Saya sedikit bingung, namun setelah dijelaskan bahwa semua
hal tersebut bertujuan untuk menaikkan situs web perusahaan tempat saya bekerja
ke halaman #1 Google sedikitnya saya mengerti apa tujuan saya melakukan hal
tersebut. Namun tetap saja saya tidak mengerti bagaimana semua hal tersebut
akan memberikan efek pada sebuah website di mesin pencari Google, karena yang
paling penting buat saya adalah kerja.
Sebagai orang yang pernah bekerja dengan urusan administrasi
yang hanya mengenal angka, dan telemarketing yang tekanan pekerjaannya amat
tinggi. Kali ini bekerja dengan Facebook, twitter dan sosial media lainnya buat
saya ini seperti satu hal yang sudah biasa saya lakukan, sehari-hari bahkan.
Mungkin hanya blogging dan thread forum yang buat saya masih agak baru.
Dan setelah dipelajari ternyata blogging itu isinya hanya
buat artikel, sama juga dengan thread forum yang kalau kita lihat garis
besarnya adalah membuat karya tulis juga. Menurut saya pekerjaan ini sudah
seperti hobi yang dibayar, minat saya menulis sejak saat itu tinggi sekali. Setelah
berkecamuk dengan pekerjaan membosankan dan yang menjengkelkan akhirnya saya
menemukan apa yang sebenarnya menjadi passion
saya sendiri.
Bayangkan jika sebelumnya anda bekerja dengan angka, menjual
produk lewat telepon kali ini anda hanya perlu duduk di depan komputer lalu
buka Facebook, Twitter, Blog,Forum, bahkan Youtube, hal yang sebelumnya sangat
sulit saya lakukan di tempat kerja terdahulu namun sanga ingin sekali saya
lakukan untuk mengusir penat akibat kerjaan.
Karena ini menjadi hal yang baru buat saya, maka saya
mencoba mencari informasi berapa bayaran maksimal untuk pekerjaan yang seperti
ini. Pertama saya agak bingung namanya apa, karena dalam tabel yang saya isi
itu hanya dinamai sebagai tabel “internet marketing”.Setelah mencari informasi
di Google, ternyata pekerjaan yang biasa saya lakukan itu disebut SEO (Search
Engine Optimization). SEO atau yang dalam Bahasa Indonesia sering diartikan
sebagai mengoptimalkan mesin pencari adalah sebuah tehnik yang sering digunakan
para pemilik website agar websitenya bisa nangkring di halaman 1 mesin pencari,
dan yang paling lumrah digunakan adalah Google.

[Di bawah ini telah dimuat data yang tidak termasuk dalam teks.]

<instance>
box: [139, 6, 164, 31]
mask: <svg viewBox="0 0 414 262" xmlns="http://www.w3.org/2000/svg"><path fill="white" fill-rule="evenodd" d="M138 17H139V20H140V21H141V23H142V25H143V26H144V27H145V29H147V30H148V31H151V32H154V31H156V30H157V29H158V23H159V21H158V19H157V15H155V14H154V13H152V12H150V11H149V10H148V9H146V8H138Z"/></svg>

Tentu buat saya ini menarik, selain itu buat saya SEO juga
menjanjikan, terlebih setelah melihat batasan bayaran seorang SEO professional
di perusahaan lain yang sangat tinggi, pastinya membuat saya semakin semangat
untuk terus mengembangkan ilmu SEO yang saya dapat ini.
Tak lama berselang tim SEO saya kedatangan satu orang SEO
professional yang sudah lama menggeluti bidang tersebut. Yah barang kali anda
kenal, orang itu bernama Saiful Kamali. Melalui berbagai pertimbangan akhirnya
saya dan teman-teman lainnya pun bekerja dengan Bang Saiful Kamali atau yang
biasa saya panggi Bang Ipul atau sekarang Pak Haji.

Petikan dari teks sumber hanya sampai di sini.